MIRANSHAH: A US drone strike in a Pakistani tribal area killed at least four suspected militants on Tuesday, officials said.
The unmanned aircraft fired two missiles, hitting a compound and a vehicle parked outside it in Miranshah, the main town of North Waziristan tribal district, a senior security official told AFP.
"At least four militants were killed," the official said, adding that two others were also wounded. Another security official and an intelligence official confirmed the attack and casualties.
Washington has called Pakistan's semi-autonomous northwest tribal region the global headquarters of al Qaeda, where Taliban and other al Qaeda-linked networks have rear bases in the 10-year war in Afghanistan.
The identity of the suspected militants was not immediately clear, officials said.
The missiles struck in the main town close to a girls school before dawn as people were starting their Ramadan fast, an AFP reporter, close to the destroyed compound, said. Militants immediately cordoned off the compound and were busy removing debris, he said.
Although the United States does not publicly confirm drone attacks, its military and the CIA in Afghanistan are the only forces that deploy the unmanned Predator aircraft in the region. North Waziristan is the headquarters of the Haqqani leadership and the main militant bastion in the semi-autonomous tribal belt.

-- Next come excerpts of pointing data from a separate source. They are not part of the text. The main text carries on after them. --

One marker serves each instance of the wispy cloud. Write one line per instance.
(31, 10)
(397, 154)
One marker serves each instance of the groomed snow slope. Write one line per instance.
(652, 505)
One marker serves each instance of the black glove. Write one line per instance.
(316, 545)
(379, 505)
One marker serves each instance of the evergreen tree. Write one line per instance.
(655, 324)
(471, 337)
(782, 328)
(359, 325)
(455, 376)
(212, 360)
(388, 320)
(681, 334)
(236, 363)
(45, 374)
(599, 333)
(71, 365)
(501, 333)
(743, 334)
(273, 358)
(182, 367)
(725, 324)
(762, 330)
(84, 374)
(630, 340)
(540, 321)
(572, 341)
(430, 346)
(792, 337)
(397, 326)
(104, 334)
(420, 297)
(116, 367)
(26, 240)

The Haqqani network is considered the deadliest enemy of US troops in eastern Afghanistan.
It was founded by Jalaluddin Haqqani and is run by his son, Sirajuddin, both designated "global terrorists" by Washington.
The group has been blamed for some of the worst anti-US attacks in Afghanistan, including a suicide attack at a US base in the eastern province of Khost in 2009 that killed seven CIA operatives.
Around two dozen drone strikes have been reported in Pakistan since elite US forces killed al Qaeda chief Osama bin Laden in a suburban home near Pakistan's main military academy in Abbottabad, close to the capital, on May 2.
Drone attacks are unpopular among many Pakistanis, who oppose the alliance with Washington and who are sensitive to perceived violations of sovereignty.
US officials have accused Pakistani intelligence of playing a double game with extremists, including the Afghan Taliban and the Haqqani network, in order to exert influence in Afghanistan and offset the might of arch-rival India.
Washington's pressure on Islamabad to launch a decisive military campaign in North Waziristan, as Pakistan has conducted elsewhere in the tribal belt, has so far fallen on deaf ears.